In diretta dall'Asia

Poeti a Seoul (e altri lacrimogeni)

Seoul è così grande che la percepisco solo un pezzo per volta. Rasa al suolo con la seconda guerra mondiale e poi con la lunga guerra che divise le due Coree, è quasi interamente ricostruita, al di qua e al di là di un largo fiume che determina ampie highway, ponti, svincoli. Il suo centro è poco riconoscible, non ortogonale, vedo un muro e  centinaia di autobus addossati a quel muro come nelle vie adiacenti: è il parco che racchiude i templi antichi, le mura.

Nella hall dell’albergo incontro un personaggio mitico. “Un po’ old fashioned”, mi disse Kim Young-ha. Lo trovo con la faccia piegata costantemente da un lato come in una smorfia di leggero disgusto, ma è solo un atteggiamento iniziale, una sorta di timidezza: l’espressione di default.

Restiamo in piedi nella hall: i bar sono troppo expensive, dice lui, ma abbiamo ancora una ventina di minuti buoni prima che arrivino il poeta e la editor. Gli chiedo: ma quindi prete? o spretato? “Brother”, risponde piegando di nuovo la testa da un lato, sorpreso della mia ignoranza. Fratello di Taizè, nome già sentito nel terzo mondo. Opere di carità, sì, ma quest uomo arriva decenno orsono e si fa affascinare dalla lingua coreana, dalla sua letteratura classica, e poi dai poeti contemporanei. E parlandomi della democrazia, degli anni settanta e ottanta  e novanta usa questa espressione: beh, e poi mi son preso anch’io la mia dose di lacrimogeni e tutto quanto.

Viva il Brother allora: la poesia la traduce, gli piace. A Londra alla fiera del libro accompagna un nome più famoso di quello che mi porta questa sera, ma l’ha tradotto lui. Shim Bo-seon, che quando arriva vestito di un giubbino in questa hall di gente in blazer, in completo grigio, non da mostra di vergognarsene. Timidezza zero, semplicità, un impiego all’università (noiosissimo, mi dice). La cotraduttrice di  Shim Bo-seon, che ci accompagna fa un po’ da tappezzeria: parla a voce troppo bassa, non la sento, dopo un po’ esce dalla conversazione.

Per andare al ristorante passiamo da un immeso mercato nel sottosuolo: è quasi tutto kimchi il cibo fermentato tipico di qua. Fermentato? Sì, lo salano, aggiungono acqua, e poi lo lasciano qualche giorno a macerare. Pesce, carne, verdura. Ai banchetti si può assaggiare. Assaggio tutto.

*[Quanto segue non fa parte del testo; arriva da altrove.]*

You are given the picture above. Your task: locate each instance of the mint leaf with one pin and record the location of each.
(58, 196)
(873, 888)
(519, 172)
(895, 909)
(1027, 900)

E’ una cena veloce, questa, io e il giovane poeta non riusciamo a parlarci moltissimo, nel frastuono di un ristorante popolare. Ma quello che ci tiene a spiegarmi è quanto lui voglia distinguersi dalla tradizione classica: la poesia come letteratura alta, con un vocabolario inaccessibile ai più non gli interessa. Predilige l’utilizzo delle locuzioni gergali, i modi di dire della gente qualunque, per la strada, che a suo dire riflettono il loro modo di vivere, e di pensare.

Io provo a dirgli che la poesia in Italia non ha la forza di penetrazione che le vedo avere in Asia. Pochi sono i nomi di poeti contemporanei che ricordo, e gli cito due che virano sul dialettale, la lingua delle persone comuni: Luzi e Zanzotto.

E mi dice lui, Shim Bo-seon, quello che stavo per domandargli io: che sì, la scrittura contemporanea coreana (e aggiunge: sopratutto quella maschile), ha la sua origine in quegli anni ottanta di contestazione, e di rifiuto di una modernizzazione che ormai li ha travolti. ma loro non hanno voglia di piegarsi. E me lo dice lui: è come il punk. Punk will never die.

Poi, per la strada, circondati dagli impiegati in grigio usciti dagli uffici del centro che mangiano ai tavolini, mi dice (meglio: mi declina un suo verso li per lì): la Corea è così: questi in giacca e cravatta cenano e continuano a parlare del loro lavoro, non hanno altri argomenti, i giovani guardano la tv, hanno i videogiochi, e vanno a ballare, in silenzio. Anche i poeti quando si trovano insieme restano in silenzio: però bevono.

L’ha detto lui.

E Brother Antony? Nato in Cornovaglia, diventato presto Frate di Taizè, naturalizzato sudcoreano, con il nome di An Sonjae. Dal cognome An, per facilitare noi occidentali, il nome Anthony.